According to a Deutsche Bank survey released earlier this Tuesday, the majority of investors still believe Bitcoin is in a “severe bubble” zone. More than half of those surveyed gave the cryptocurrency an 8 to 10 grade.
However, the percentage of people who consider Bitcoin to be the most extreme example of “bubbliness” has decreased significantly since March 2021.
It is worth mentioning that Bitcoin’s price behaviour in 2022 has been exceedingly disappointing. After nine weeks of losses, the cryptocurrency is already down 54.20% from it’s all-time high (a new record).
According to the survey, investors continue to feel that the stock market is frothy. Despite the fact that the Nasdaq 100 index has fallen more than 22.30% year to date, tech equities are still considered a bubble, although a mild one. The great majority of respondents rated the Nasdaq as a 7 or lower. In early 2021, for example, tech stocks were in an “extreme bubble” zone with Bitcoin.
The US equity market remains frothier than the European and Asian markets.

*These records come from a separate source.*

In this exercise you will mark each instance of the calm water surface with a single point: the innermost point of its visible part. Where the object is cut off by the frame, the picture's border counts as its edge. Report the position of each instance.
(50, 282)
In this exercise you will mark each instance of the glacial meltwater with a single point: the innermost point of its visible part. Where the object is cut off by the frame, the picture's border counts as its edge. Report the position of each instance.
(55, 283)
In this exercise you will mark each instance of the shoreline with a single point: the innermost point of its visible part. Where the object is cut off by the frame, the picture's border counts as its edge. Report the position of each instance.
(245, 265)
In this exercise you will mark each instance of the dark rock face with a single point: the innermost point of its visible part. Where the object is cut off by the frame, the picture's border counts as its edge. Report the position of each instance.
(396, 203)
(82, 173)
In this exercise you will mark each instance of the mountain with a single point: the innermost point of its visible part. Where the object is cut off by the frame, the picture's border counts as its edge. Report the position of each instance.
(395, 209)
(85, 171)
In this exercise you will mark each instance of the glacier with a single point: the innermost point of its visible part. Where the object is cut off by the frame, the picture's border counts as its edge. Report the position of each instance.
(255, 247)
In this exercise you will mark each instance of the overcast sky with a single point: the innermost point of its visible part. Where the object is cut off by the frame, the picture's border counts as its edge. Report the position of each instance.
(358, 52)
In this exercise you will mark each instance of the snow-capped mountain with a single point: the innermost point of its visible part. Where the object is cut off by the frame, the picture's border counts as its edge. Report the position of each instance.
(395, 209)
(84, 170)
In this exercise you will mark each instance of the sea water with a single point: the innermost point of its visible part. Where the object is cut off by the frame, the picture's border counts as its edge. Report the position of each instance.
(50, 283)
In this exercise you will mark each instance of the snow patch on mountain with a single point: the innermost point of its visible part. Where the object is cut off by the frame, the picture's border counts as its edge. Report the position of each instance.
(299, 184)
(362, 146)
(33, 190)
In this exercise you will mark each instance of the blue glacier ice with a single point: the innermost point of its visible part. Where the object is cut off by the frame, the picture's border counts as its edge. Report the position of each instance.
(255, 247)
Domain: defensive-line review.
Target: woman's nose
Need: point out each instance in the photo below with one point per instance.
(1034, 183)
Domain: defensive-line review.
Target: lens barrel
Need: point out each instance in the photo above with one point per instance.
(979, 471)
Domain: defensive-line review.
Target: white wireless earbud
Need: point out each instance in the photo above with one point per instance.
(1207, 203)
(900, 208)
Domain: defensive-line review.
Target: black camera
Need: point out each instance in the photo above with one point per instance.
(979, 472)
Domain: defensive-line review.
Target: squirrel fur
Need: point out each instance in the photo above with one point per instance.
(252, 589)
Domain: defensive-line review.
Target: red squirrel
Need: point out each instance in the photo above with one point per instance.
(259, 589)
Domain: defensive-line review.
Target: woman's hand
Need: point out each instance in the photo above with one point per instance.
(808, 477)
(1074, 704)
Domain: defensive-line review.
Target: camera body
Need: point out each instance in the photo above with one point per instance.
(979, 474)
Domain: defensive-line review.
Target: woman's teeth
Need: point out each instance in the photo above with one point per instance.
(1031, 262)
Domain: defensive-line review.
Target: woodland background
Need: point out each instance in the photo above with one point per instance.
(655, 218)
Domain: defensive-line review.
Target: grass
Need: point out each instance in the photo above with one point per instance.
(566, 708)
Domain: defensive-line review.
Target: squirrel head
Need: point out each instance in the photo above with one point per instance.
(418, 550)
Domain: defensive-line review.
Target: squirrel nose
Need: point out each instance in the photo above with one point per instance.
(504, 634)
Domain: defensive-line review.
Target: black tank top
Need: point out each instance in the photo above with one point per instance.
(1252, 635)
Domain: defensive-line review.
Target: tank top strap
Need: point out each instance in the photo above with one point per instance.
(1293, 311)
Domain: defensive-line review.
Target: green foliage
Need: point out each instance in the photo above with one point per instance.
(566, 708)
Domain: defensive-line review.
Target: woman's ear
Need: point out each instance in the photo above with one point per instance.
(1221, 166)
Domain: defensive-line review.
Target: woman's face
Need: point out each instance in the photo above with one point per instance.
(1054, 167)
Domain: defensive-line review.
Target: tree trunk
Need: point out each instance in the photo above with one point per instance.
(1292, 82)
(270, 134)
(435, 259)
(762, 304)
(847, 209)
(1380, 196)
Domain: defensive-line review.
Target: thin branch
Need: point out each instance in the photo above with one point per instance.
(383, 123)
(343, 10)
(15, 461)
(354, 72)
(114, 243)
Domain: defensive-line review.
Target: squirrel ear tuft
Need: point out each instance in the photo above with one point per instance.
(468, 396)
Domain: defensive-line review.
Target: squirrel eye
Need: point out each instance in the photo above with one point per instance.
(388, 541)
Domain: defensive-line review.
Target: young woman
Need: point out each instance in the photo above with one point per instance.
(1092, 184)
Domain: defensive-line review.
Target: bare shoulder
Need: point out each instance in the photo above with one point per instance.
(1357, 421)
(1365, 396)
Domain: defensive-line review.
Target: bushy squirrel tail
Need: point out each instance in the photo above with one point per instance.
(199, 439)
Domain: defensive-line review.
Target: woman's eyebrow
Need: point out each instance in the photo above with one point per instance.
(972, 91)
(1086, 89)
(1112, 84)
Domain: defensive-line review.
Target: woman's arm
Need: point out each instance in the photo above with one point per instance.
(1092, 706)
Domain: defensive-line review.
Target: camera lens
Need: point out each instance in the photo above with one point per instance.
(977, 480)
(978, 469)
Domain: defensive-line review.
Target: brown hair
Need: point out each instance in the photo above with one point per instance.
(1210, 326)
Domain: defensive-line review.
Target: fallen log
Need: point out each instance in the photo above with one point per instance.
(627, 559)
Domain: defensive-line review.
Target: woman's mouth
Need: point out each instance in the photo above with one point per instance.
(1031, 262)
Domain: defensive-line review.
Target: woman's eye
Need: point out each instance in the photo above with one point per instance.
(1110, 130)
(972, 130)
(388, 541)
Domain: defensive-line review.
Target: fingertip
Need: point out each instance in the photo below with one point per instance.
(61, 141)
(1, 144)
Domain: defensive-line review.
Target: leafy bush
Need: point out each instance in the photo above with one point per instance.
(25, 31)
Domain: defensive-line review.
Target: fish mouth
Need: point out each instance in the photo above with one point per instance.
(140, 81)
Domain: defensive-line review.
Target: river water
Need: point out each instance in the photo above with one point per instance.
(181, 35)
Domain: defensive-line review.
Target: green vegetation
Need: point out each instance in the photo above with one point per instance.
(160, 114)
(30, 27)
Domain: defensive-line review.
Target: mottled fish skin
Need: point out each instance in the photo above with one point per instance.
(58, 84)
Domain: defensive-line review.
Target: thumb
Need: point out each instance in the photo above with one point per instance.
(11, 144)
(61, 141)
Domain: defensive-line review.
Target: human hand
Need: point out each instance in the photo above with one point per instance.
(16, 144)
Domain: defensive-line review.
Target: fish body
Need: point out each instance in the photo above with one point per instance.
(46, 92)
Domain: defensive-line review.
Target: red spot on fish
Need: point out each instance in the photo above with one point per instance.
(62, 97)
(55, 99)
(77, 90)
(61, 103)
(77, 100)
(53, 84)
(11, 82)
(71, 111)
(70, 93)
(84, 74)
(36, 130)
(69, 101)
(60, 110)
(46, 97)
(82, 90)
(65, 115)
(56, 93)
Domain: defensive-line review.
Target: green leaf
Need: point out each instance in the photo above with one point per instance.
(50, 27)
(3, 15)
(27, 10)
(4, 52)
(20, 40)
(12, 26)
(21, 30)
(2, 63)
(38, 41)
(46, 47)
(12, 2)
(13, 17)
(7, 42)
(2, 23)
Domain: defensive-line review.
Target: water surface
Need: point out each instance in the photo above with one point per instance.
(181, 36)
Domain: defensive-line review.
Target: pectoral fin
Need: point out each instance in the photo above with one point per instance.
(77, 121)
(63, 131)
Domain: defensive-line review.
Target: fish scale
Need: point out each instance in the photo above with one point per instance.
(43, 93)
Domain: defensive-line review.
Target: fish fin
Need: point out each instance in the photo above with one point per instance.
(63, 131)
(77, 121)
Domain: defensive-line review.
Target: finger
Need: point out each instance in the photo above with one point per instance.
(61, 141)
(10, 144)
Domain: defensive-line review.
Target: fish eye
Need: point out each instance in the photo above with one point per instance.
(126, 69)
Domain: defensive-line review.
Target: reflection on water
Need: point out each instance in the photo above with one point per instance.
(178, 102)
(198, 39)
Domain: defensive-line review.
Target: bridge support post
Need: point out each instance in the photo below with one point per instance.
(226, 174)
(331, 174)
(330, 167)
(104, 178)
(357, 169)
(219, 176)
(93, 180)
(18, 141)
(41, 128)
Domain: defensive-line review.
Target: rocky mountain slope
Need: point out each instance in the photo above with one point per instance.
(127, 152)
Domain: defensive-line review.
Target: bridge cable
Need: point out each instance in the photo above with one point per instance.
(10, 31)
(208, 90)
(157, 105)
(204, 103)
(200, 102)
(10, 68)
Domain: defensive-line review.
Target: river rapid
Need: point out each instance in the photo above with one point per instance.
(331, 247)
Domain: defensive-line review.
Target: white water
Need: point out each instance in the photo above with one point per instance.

According to the poll, other asset classes, such as European government bonds and credit spreads, are also off the hook.
Yet, Bitcoin bulls hope that the market will be able to overcome negative macroeconomic conditions and begin a fresh surge.
According to CryptoQuant analyst Ki-Young Ju, the leading cryptocurrency is unlikely to go below $20,000 due to high-profile institutional investors who will keep its price afloat.
JPMorgan Chase released a research report earlier this month in which it suggested that Bitcoin’s fair value was approximately $38,000.